Die Eingliederung in die Landeskirche hat zur Folge, dass die Struktur
der Frauenarbeit der der Landeskirche angepasst werden muss. Die Frauenarbeit
braucht eine vom Landeskirchenamt bestätigte Ordnung. Der erste Entwurf
für diese Ordnung geht ganz selbstverständlich vom gewohnten Vereinsdenken
mit einer Landesleiterin als Vorsitzenden und einer hohen Eigenständigkeit
der einzelnen Frauendienste in den Kirchgemeinden vor Ort aus.
Dies ist in den landeskirchlichen Strukturen so nicht haltbar. Die neue
landeskirchliche Ordnung stößt auf Protest. Zur Rüstzeit der Bezirksleiterinnen
wurden die Einwände Oberlandeskirchenrat Knospe vorgetragen und von Adelheid
Caspar aus dem Reisedienst noch einmal in schriftlicher Form wiederholt: "Die
Ordnung entmündigt bis dahin selbständige Frauenarbeit
[...]. Es wird als ungerecht empfunden, wenn nun vielerorts
langjährige und treue kirchliche Laienkräfte unter eine auf diesem Gebiet
unbewährte pfarramtliche Vormundschaft gestellt werden."
Die Frauen im Land plagen dagegen ganz andere Sorgen.
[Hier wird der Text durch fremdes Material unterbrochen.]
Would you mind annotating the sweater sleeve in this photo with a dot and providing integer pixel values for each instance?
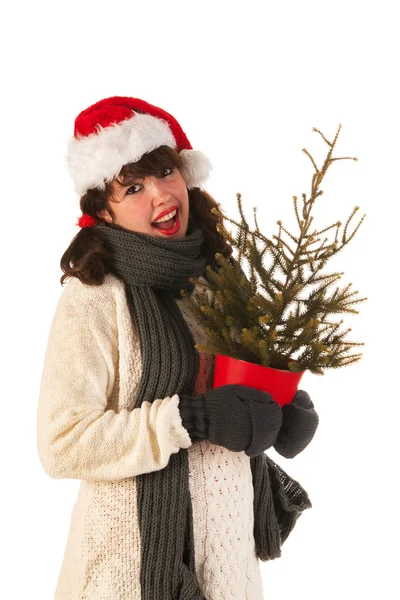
(77, 437)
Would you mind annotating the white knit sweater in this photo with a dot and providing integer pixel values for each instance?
(88, 430)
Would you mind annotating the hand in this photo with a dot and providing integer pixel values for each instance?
(300, 422)
(239, 418)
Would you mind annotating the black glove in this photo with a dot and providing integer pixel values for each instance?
(300, 422)
(237, 417)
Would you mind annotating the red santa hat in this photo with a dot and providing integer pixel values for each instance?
(119, 130)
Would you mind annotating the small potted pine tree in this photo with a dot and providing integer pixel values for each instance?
(266, 329)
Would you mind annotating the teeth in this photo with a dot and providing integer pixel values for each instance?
(167, 217)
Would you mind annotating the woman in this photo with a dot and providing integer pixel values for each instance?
(177, 498)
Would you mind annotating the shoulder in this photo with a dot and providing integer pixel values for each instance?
(91, 302)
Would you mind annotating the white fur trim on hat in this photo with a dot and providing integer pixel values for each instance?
(196, 168)
(99, 157)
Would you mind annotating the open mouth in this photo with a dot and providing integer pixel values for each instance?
(168, 227)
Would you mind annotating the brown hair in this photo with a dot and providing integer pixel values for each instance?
(88, 259)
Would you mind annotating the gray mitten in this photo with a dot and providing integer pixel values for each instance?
(237, 417)
(300, 422)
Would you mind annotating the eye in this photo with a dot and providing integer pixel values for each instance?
(132, 190)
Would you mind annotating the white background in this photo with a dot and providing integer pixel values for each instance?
(247, 81)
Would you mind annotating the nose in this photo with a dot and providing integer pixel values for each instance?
(158, 191)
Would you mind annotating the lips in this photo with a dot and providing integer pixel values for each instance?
(165, 212)
(173, 229)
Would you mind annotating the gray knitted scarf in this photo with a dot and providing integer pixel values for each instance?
(154, 271)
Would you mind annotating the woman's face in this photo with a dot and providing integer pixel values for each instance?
(137, 206)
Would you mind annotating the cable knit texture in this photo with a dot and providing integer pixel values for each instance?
(87, 429)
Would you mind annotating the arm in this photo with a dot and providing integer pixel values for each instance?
(77, 437)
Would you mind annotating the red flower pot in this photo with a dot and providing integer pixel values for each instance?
(282, 385)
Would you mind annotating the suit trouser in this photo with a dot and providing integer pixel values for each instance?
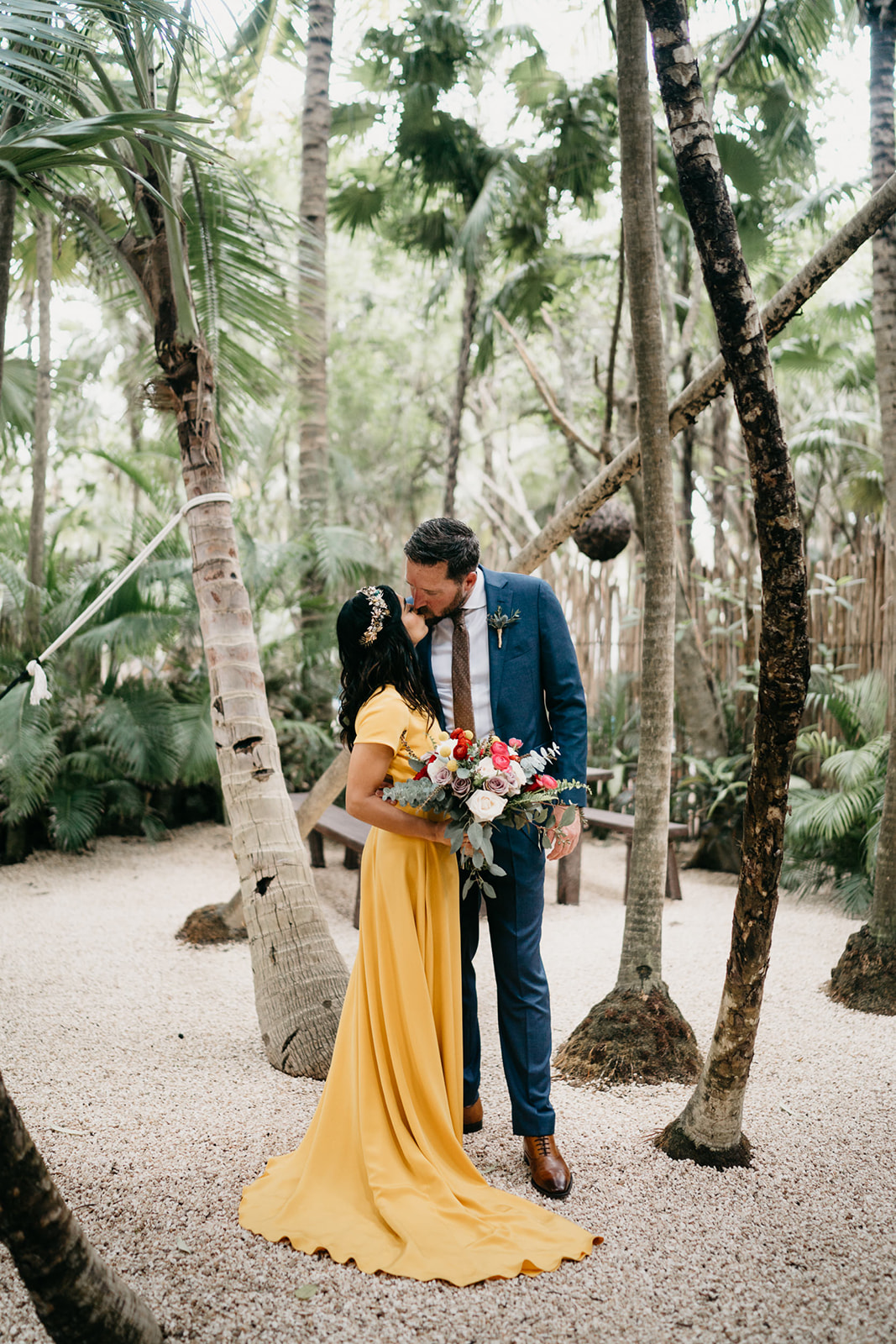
(524, 1005)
Es ist ein fortgesetzter
und oft einsamer Existenzkampf um das Überleben, denn die Vielzahl der
Frauen sind Witwen oder ihre Männer sind in Gefangenschaft bzw. vermisst.
Christine Lobeck, die sich im ersten Nachkriegslehrgang des
Amalie-Sieveking-Hauses (ehemals Frauenschule) für den kirchlichen Dienst
umschulen ließ und 1946 bis 1978 Reisedienstmitarbeiterin der Frauenarbeit
war, beschreibt in ihren Erinnerungen die Arbeit von damals:
"Die Frauenkreise der Gemeinden hatten im Kriege eine besondere Bedeutung gehabt: als Zusammenschluss der in Haus und Hof alleingelassenen Frauen und als die Gruppe, die die um ihre gefallenen Männer und Söhne Trauernden auffing. [...] Wie aber trafen wir die Frauen an? Im Allgemeinen war es so: Dicht gedrängt saßen sie in den Gemeindestuben – die Umsiedlerfrauen zwischen den Eingesessenen. Oft brachten gerade die Flüchtlingsfrauen Kirchentreue als Substanz mit. Auch Katholikinnen kamen dazu. Bei der Suche nach neuer Heimat kamen die Umsiedlerinnen mit Erwartungen einer alle verbindenden Kirche. Aber für alle galt: Welches Frauenschicksal war denn nicht gezeichnet durch den Krieg?! Auch in geistig-kulturellem Hunger werden manche zur Kirche gekommen sein in dieser Zeit von Leere und Kälte; noch gab es kaum etwas anderes. Aber die Kirche war 'noch' da, und sie war 'schon wieder' da."
Schon im Jahre 1946 fanden wieder erste Rüstzeiten (Seminare) vorwiegend für Frauendienst- und Mütterdienstleiterinnen statt. Ab dem Jahre 1947 waren es schon 22 Rüstzeiten und Freizeiten z.B. für Flüchtlinge, Berufstätige, Bäuerinnen und Einsame, die nur durch Geld- und Lebensmittelspenden durchgeführt werden konnten.
Im Jahr 1947 wurde ein eigener "Frauensonntag" durchgeführt, der auf hohe Resonanz traf. Dieser wurde weitergeführt und hat bis heute Bestand im Rogate-Frauentreffen.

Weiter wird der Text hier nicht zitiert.